American Sniper

UK Release Date. 16 January 2015
Certification. 15
Running Time. 2 hours 13 mins
Director. Clint Eastwood
Cast. Bradley Cooper, Luke Grimes, Sienna Miller.
Rating. 74%

Review.

Clint Eastwood's American Sniper is a harrowing account of the Iraq War observed through the rifle sights of Navy SEAL Chris Kyle, whose four tours of duty cemented his standing as the deadliest marksman in US military history. Kyle is credited with up to 160 confirmed kills, including in 2008, when he is reputed to have executed an impossible shot from more 2,000 yards.

The film's dramatic opening sees Chris Kyle on a rooftop as an Iraqi woman and child emerge from an adjacent derelict building in front of an advancing column of US Marines. The woman in the cross-hairs produces a grenade from beneath her chador and hands it to the child. Kyle's commanding officer on the radio informs him that he'll have to make the call himself, and the audience holds it breath - for a half-hour of expository flashbacks - to find out if Kyle takes the shot. This sobering set piece defines the film.

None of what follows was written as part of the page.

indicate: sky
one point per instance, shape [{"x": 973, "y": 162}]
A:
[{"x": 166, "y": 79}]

As a director, Clint Eastwood is no stranger to combat films; from Heartbreak Ridge to the polar viewpoints of The Battle Of Iwo Jima depicted in Flags Of Our Fathers and Letters Of Iwo Jima. However, Eastwood is not a director with an overtly political point to view to share. He avoids wading into the ideological murk of the merits of the conflict and steadfastly adheres to Chris Kyle's point of view. Eastwood handles a range of combat set pieces, including those in which Kyle is compelled to shoot women and children, without fuss. For much of the film, the camera maintains a perfunctory and purposeful, ground-level position that yields an almost purely experiential view of the conflict in which none of the other soldiers become more than two-dimensional characters.

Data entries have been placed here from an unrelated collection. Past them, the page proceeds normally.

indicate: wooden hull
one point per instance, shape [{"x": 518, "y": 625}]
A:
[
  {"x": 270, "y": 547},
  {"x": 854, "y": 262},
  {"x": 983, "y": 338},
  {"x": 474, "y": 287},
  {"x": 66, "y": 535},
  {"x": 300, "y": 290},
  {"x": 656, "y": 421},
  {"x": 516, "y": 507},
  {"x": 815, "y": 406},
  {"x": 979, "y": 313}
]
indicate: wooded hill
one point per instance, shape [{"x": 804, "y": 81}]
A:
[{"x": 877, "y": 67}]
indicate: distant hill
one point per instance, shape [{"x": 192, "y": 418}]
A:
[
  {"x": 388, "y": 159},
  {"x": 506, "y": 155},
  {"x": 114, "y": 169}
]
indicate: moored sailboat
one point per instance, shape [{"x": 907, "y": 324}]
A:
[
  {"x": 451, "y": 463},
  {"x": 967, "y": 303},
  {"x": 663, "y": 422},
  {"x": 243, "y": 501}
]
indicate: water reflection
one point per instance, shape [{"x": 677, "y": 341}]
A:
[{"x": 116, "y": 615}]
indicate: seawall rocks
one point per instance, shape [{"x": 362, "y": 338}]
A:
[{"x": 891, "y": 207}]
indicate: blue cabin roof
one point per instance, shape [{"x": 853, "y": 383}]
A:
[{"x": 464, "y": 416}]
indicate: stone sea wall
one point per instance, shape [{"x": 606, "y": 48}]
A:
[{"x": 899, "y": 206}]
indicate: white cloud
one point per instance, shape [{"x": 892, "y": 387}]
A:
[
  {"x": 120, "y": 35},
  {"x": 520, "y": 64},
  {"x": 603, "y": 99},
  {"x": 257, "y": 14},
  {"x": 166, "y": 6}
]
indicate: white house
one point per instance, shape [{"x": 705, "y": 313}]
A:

In contrast, a compelling performance from a bulked-up Bradley Cooper brings Chris Kyle to life. Full of spirit and homely charm early on, there is an undoubted edge to the character and Kyle's absence of self-doubt is never far from the surface, even at moments when it seems like it's misplaced. Thereafter, he slips into a sort of private agony that only those who have served their country can share. When Kyle is home on leave, he's painfully distant, reluctant to talk about his experience and barely able to function. This intimate character study offers fairly blunt insights into the physical and psychological toll exacted on troops on the front lines, and much hinges on Cooper's restrained yet deeply expressive performance, allowing many of the unspoken implications to be read plainly on the character's increasingly war-ravaged face.

What initially appears as another straightforward film about combat gradually develops into something more complex and ruminative. Eastwood deftly teases out any number of logistical and ethical complications - Kyle's frustration at always having to engage from a distance rather than on the ground with his comrades, as. well as the near-impossibility of figuring out whom to trust in an environment where everyone is presumed hostile.

In its revelation of character through action and its concern with procedure rather than politics, Eastwood's film shares similar themes with The Hurt Locker. And whilst American Sniper is perhaps more prosaic than Kathryn Bigelow's film, it nevertheless emerges as one of the few dramatic treatments of the US's involvement in the Iraq conflict that can stand in its company.